The SF-23 which had been so uncompetitive around Zandvoort’s long corners last week was in its element at Monza. Its two key strengths are good straight-line speed and very driveable slow-corner balance. Perfect for Monza. But Ferrari decided to capitalise further on those basic strengths by using an especially low-downforce rear wing – actually the same wing it used here last year.
Running minimal rear wing is probably optimal for single-lap pace around Monza, though it invariably brings with it a tyre wear penalty over the bigger wings chosen by most of the others. Red Bull, very confident of the RB19’s underlying pace and chasing a championship – and the consecutive win record along the way – optimised their car for race day with a significantly bigger rear wing than Ferrari.
That brought with it a small lap time penalty in qualifying, and in combination with Ferrari’s qualifying-favouring choice, brought the two cars extremely close together on Saturday, enough for Carlos Sainz to take pole by 0.013s from Verstappen.
There was a strategic complication associated with the skinny wing, however. The fastest way to run the race is invariably with a one-stop strategy, because the pit lane loss is unusually big at around 25s, and the tyre degradation – the amount of performance the tyre loses with mileage – is low. But you can only pull off the one-stop strategy if your tyre wear allows you to.
Tyre degradation might be low, but tyre wear – how much tread is used – can be uncomfortably high, especially if you are running light on downforce. Degradation and wear are completely different tyre limitations. Depending upon the particular demands of a circuit, you can have very little performance loss right up until the time you run out of tread. Alternatively, you can have massive performance loss but still lots of tread left.
Around Monza, it’s inevitably wear which dominates. Last year, it was wear of the left-front which forced Ferrari onto the slower two-stop strategy after Charles Leclerc had set pole, losing him the race to Verstappen. A two-stop brings with it a theoretical race time penalty of around 15s.

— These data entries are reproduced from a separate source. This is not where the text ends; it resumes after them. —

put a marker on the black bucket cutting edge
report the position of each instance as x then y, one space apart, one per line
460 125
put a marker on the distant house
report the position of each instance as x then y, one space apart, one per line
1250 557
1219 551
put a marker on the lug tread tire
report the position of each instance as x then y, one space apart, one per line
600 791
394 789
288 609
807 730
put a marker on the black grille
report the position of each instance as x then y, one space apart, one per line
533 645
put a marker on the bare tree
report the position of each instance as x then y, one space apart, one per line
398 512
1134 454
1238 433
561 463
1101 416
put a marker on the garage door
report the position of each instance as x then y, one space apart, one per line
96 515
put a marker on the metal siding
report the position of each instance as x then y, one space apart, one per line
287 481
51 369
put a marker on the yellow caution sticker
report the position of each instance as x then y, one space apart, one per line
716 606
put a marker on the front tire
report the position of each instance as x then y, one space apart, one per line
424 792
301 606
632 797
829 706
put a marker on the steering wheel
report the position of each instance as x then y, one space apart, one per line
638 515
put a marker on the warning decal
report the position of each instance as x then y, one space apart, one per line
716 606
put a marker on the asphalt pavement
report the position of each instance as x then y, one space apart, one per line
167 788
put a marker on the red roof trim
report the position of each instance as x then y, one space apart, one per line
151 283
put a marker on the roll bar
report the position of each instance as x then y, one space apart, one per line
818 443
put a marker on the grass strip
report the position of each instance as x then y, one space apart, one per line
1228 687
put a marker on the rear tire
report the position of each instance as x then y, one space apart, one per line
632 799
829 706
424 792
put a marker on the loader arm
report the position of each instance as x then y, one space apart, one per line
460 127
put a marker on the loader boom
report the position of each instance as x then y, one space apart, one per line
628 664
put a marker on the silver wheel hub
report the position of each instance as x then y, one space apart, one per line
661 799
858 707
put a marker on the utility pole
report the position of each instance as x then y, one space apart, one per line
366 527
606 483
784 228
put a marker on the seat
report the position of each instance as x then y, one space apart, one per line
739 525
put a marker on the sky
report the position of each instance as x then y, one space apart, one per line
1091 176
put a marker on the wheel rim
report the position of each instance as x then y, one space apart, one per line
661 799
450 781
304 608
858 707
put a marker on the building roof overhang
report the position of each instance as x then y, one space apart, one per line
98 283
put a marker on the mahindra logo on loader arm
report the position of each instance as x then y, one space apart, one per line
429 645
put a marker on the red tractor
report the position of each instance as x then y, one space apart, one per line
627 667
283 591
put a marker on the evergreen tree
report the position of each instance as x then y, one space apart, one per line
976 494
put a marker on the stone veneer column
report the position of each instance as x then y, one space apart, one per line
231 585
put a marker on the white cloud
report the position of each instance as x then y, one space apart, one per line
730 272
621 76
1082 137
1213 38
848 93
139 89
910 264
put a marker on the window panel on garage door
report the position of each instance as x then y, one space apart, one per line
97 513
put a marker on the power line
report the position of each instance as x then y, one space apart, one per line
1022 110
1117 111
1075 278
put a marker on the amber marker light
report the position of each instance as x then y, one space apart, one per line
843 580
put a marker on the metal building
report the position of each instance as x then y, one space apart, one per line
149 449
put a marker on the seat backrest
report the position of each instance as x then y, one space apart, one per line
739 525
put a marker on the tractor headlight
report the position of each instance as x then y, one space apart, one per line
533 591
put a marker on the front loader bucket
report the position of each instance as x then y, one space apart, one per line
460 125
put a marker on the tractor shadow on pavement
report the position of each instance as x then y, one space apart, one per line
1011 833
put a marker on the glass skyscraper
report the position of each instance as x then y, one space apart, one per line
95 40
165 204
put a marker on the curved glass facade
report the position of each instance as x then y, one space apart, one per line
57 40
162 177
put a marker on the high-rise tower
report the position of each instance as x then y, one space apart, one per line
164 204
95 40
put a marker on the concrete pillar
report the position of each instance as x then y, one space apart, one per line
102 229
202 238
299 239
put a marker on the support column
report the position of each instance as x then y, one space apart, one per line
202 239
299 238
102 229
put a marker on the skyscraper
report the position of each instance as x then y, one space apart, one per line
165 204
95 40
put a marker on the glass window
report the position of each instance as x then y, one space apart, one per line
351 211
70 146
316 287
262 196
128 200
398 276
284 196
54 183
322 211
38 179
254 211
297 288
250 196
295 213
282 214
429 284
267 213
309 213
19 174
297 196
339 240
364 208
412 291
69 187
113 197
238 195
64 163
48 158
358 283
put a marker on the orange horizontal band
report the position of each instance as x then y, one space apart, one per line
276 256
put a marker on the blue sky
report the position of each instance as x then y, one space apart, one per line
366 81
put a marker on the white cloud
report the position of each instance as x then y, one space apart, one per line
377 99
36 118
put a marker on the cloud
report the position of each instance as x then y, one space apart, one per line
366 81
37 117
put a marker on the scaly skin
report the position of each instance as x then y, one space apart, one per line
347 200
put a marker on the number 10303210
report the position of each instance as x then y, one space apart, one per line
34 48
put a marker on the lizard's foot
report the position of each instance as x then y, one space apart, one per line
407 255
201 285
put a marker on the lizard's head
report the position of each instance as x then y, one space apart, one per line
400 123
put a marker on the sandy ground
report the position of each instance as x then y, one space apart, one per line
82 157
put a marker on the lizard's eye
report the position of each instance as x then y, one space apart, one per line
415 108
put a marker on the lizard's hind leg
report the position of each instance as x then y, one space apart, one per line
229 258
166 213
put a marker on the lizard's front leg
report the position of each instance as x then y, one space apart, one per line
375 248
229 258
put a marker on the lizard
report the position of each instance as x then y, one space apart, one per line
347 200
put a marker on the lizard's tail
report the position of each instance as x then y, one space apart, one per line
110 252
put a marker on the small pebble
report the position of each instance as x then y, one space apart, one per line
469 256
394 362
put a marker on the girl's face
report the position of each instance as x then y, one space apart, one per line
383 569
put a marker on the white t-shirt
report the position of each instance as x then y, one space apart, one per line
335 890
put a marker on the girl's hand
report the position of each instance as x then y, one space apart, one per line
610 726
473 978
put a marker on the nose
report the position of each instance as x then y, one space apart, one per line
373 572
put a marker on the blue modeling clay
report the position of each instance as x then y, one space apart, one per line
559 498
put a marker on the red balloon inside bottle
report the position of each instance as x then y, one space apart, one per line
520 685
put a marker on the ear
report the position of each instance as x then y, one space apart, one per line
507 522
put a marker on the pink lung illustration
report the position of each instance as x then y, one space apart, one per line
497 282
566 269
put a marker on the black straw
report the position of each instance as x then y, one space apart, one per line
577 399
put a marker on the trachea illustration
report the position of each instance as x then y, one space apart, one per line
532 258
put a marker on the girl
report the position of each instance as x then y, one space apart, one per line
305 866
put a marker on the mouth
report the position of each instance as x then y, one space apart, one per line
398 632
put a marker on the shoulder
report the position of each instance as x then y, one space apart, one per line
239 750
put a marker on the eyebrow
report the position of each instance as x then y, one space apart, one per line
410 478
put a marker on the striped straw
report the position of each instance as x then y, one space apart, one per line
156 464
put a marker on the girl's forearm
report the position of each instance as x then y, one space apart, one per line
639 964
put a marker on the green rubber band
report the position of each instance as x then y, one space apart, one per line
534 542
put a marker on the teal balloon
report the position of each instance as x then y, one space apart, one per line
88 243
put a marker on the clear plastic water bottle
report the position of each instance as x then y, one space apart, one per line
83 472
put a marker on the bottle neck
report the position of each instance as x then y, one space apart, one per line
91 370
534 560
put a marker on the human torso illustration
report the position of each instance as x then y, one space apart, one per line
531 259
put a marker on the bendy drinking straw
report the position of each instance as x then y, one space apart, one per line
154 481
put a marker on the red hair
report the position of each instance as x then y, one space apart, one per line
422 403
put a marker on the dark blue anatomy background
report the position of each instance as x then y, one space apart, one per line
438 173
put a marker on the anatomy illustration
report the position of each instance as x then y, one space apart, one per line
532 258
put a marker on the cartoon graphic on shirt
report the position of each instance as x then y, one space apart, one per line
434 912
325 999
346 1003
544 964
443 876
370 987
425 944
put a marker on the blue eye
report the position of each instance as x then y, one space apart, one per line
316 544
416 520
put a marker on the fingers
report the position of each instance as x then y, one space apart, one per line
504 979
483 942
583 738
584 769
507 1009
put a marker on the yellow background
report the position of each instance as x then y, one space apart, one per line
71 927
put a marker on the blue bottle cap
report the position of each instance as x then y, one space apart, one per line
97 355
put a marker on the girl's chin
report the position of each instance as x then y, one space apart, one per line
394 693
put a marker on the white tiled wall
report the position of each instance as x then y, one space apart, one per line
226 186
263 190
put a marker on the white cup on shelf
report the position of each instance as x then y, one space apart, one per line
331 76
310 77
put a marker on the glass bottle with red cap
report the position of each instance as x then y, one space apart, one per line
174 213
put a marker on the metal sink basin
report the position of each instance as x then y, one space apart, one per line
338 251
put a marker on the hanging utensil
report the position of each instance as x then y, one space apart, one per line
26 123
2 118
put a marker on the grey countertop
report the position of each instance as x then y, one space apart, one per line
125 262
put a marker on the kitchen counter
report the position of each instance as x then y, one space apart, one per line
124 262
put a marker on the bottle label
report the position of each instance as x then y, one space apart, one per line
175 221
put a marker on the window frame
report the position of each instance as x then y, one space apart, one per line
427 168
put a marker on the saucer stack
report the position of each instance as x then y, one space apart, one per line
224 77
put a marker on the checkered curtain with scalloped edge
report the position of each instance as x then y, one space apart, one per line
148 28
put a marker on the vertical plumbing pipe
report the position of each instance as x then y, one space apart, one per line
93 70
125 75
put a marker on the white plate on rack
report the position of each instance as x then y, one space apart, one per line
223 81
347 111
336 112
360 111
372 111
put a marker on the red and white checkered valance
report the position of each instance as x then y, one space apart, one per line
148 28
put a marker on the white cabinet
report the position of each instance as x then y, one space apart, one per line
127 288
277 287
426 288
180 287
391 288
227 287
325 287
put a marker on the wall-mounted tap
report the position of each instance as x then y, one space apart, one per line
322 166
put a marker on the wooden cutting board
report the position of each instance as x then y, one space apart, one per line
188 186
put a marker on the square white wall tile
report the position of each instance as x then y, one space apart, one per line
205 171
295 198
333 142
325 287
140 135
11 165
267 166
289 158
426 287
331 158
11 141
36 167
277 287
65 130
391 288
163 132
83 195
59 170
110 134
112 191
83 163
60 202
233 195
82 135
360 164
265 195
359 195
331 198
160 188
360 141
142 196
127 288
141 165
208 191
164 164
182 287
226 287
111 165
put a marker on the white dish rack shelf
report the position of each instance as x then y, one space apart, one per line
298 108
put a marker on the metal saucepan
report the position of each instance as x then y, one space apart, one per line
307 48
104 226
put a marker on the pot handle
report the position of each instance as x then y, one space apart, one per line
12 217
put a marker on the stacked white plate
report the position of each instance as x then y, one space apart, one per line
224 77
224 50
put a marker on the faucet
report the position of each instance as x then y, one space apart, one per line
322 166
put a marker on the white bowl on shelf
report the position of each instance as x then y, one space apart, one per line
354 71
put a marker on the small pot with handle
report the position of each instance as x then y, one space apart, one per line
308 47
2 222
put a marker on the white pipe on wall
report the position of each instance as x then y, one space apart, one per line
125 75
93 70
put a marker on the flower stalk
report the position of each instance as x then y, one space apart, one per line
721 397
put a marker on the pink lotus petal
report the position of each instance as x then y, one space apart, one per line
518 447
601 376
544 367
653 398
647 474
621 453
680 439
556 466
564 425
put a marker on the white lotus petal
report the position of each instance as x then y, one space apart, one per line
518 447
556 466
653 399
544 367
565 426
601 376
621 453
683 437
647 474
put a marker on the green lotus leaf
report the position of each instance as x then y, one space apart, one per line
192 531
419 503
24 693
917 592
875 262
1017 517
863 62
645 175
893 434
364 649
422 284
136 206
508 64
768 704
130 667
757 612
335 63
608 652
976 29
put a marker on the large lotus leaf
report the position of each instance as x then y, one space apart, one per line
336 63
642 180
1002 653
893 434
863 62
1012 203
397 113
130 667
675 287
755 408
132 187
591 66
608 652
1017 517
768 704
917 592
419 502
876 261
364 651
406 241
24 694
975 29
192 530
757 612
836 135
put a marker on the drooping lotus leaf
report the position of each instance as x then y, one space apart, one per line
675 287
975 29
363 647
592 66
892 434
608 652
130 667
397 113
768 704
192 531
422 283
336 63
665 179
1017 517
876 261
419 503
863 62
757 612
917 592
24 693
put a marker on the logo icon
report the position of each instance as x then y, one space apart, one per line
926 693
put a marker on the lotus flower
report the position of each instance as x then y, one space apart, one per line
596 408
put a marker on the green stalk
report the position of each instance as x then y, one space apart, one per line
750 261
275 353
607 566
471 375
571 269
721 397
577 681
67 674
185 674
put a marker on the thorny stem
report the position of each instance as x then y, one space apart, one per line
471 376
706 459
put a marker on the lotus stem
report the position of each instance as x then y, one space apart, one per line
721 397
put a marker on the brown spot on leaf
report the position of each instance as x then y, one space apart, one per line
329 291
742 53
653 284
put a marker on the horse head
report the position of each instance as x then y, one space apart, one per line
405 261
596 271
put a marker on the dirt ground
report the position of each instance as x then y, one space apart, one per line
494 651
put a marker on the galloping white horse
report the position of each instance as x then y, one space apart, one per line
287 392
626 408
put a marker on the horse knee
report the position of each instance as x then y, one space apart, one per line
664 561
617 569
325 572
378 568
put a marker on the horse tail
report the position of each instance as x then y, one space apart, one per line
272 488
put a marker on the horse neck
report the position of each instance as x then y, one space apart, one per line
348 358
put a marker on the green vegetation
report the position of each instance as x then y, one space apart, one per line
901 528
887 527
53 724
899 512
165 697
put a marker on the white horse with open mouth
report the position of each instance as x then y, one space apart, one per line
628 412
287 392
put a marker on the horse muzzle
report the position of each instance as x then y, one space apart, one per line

Ferrari were keen to stay on the one-stop this time, if at all possible.
Sainz was up for giving it a try, but a radio message from Verstappen to his team as he followed the Ferrari in the early laps sounded ominous. “He’s starting to slide a bit, so all good.” It was true. The Ferrari’s rear was sliding noticeably as Sainz tried to keep up a pace to stay ahead of the Red Bull. The higher temperatures of race day had shifted the tyre wear limitation from the front to the rear.
READ MORE: What the teams said - Race day in Italy
The Ferrari’s strong straight-line speed was allowing Sainz to keep himself clear of the Red Bull in all the potential passing places, even though it was clear that the grippier Red Bull would easily pull away if Verstappen could find a way past. Sainz’s task was to maintain this situation until he’d pulled out enough of a gap over the field to drop into as the pit stop window opened, thereby protecting himself from a Verstappen undercut. He couldn’t get that far.
By Lap 12, the rear tyres were running out of tread and Sainz could feel the sudden loss of grip. Eventually he locked up into Turn 1, compromising his line through there and allowing Verstappen to get a better exit and thereby bring himself alongside – and on the inside – for the following Roggia chicane.
That was on Lap 15, and from there Verstappen cantered home to his new all-time wins record. Sainz later had his hands full trying in vain to fend off the other Red Bull of Sergio Perez. All this battling had left him running out of rear rubber at the end of the race as he tenaciously fought with team mate Leclerc to claim the final podium slot.
“Once Max had passed, I couldn’t even use DRS from him to ease the strain on the tyres,” explained Sainz, “because he was gone as soon as he passed. Sometimes you can manage the tyres a bit better if you get DRS because they pull you on the straight and then you can control the exits and the traction and the medium-to-high speed a bit more.
“Today I never really had the chance to feel that, and I had to push quite a lot in the corners, to try and keep that gap and defend into Turn 1, and in the end, it was just never possible for me to manage those tyres. It nearly cost me the podium.
“It did feel more like a two-stop than a one-stop. In the end, we committed to a one-stop because that's what our numbers suggested before the race but honestly, I was probably five laps short in each of the stints. The last four laps I did on the medium, I did it with zero rubber left. And the last five I did with the hard, I did them with zero rubber left. That's why I was sliding around so much. For me, a one-stop was very tight and very on the limit.”